Les desseins de Dieu de sauver les pauvres et les petits, ne sont possibles et ne se réalisent que parce que les petits sont des petits. Parce que les humbles savent qu’ils ne peuvent pas agir, ils n’ont aucuns moyens en tête, et la situation semble très vite sans solution. Quand vous avez de l’argent et des contacts, et que votre voisin empiète sur votre terrain, vous passez un coup de téléphone à un « ami » qui travaille à la mairie, et hop ! Le voisin remballe sa clôture ou son barbecue dans l’après-midi. Mais quand on ne connait personne et que quelqu’un nous vole…c’est plus long ! Et le Dieu d’Israël s’est fait chair en son humble esclave pour nous libérer de bien plus qu’un voisin trop expansif !
Alors n’ayons pas peur de n’être rien, c’est un excellent début pour l’action de la grâce.
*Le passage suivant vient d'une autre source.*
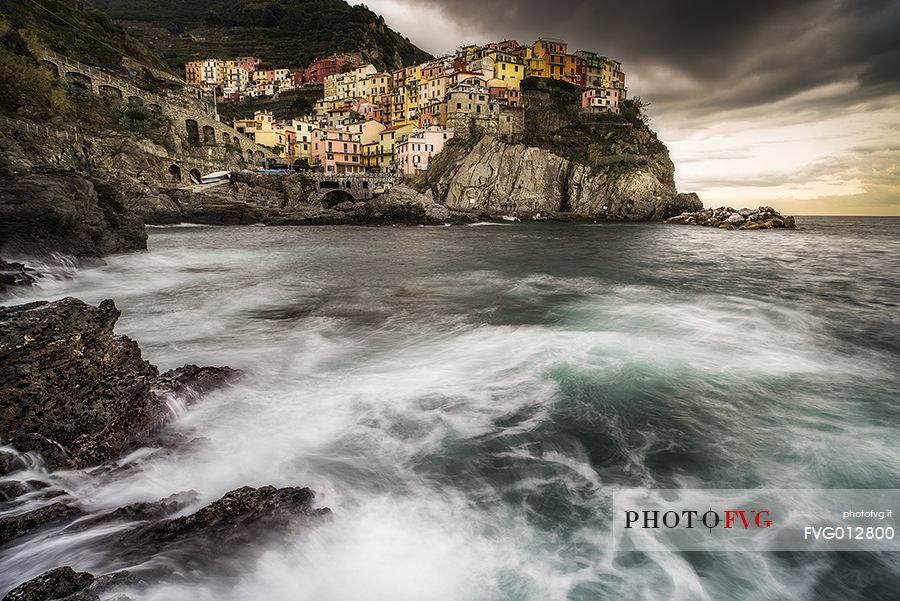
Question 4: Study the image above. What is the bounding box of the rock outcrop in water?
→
[0,257,38,294]
[666,207,797,230]
[0,298,237,468]
[0,486,331,601]
[0,172,147,257]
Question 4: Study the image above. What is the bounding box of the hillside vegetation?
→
[94,0,429,71]
[0,0,167,71]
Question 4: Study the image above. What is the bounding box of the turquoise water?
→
[0,218,900,601]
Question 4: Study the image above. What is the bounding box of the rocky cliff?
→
[418,136,702,221]
[415,79,702,221]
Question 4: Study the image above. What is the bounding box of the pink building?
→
[395,127,453,175]
[581,88,621,113]
[234,56,256,71]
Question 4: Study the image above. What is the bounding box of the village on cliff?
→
[185,38,626,175]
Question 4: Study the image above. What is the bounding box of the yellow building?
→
[563,54,584,86]
[487,50,526,90]
[357,73,393,104]
[364,123,415,173]
[347,119,386,146]
[532,38,569,80]
[291,119,319,165]
[184,61,206,86]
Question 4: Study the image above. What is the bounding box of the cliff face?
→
[416,80,702,221]
[419,136,699,221]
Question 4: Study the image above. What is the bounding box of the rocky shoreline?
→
[0,298,329,601]
[664,207,797,230]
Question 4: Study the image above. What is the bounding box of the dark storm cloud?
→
[416,0,900,112]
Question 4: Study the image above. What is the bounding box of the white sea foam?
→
[0,223,898,601]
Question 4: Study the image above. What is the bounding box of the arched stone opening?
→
[41,60,59,77]
[98,84,122,100]
[184,119,200,144]
[203,125,216,146]
[66,71,91,90]
[322,190,356,209]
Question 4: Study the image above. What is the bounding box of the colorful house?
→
[395,127,453,175]
[312,127,363,173]
[581,88,621,113]
[532,38,569,80]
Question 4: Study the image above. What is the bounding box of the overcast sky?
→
[365,0,900,215]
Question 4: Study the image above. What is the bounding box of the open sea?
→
[0,217,900,601]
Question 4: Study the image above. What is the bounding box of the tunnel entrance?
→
[322,190,356,209]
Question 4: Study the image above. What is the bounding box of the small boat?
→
[200,171,231,184]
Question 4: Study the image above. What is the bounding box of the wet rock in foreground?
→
[665,207,797,230]
[0,298,237,468]
[3,566,141,601]
[0,258,39,294]
[3,486,330,601]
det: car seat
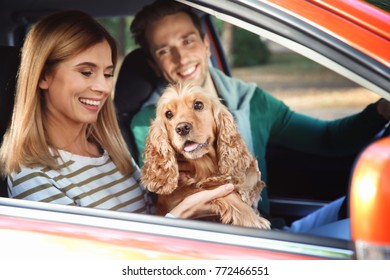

L’inquiétant ce n’est pas de n’être rien, c’est de croire que l’on est quelqu’un, quand justement on n’est rien ! Molière disait qu’ « il n’y a rien de plus sot qu’un sot qui ignore qu’il est sot ». La seule entrave à l’action de Dieu, c’est la folie de penser que nous y arriverons sans lui. Qui s’est déjà ressuscité des morts ? Qui est entré dans la gloire en son âme et en son corps par ses propres moyens ? « Dieu résiste aux orgueilleux, mais il fait grâce aux humbles » (Jc 4.6), ou dans la version des Proverbes « Il se moque des moqueurs, aux humbles il accorde sa grâce. » (Pr 3.34).
En ce jour de solennité nous avons sous les yeux un exemple parfait que nous donne notre Père des Cieux : la fille de Sion, la Vierge Reine des Anges, prototype de l’humanité à venir. Demandons que par son intercession nous sachions toujours reconnaître et accepter la place qui est la nôtre, afin que le Seigneur puisse lui-même nous exalter : « exulte mon esprit en Dieu, mon Sauveur ! Il s’est penché sur son humble servante ».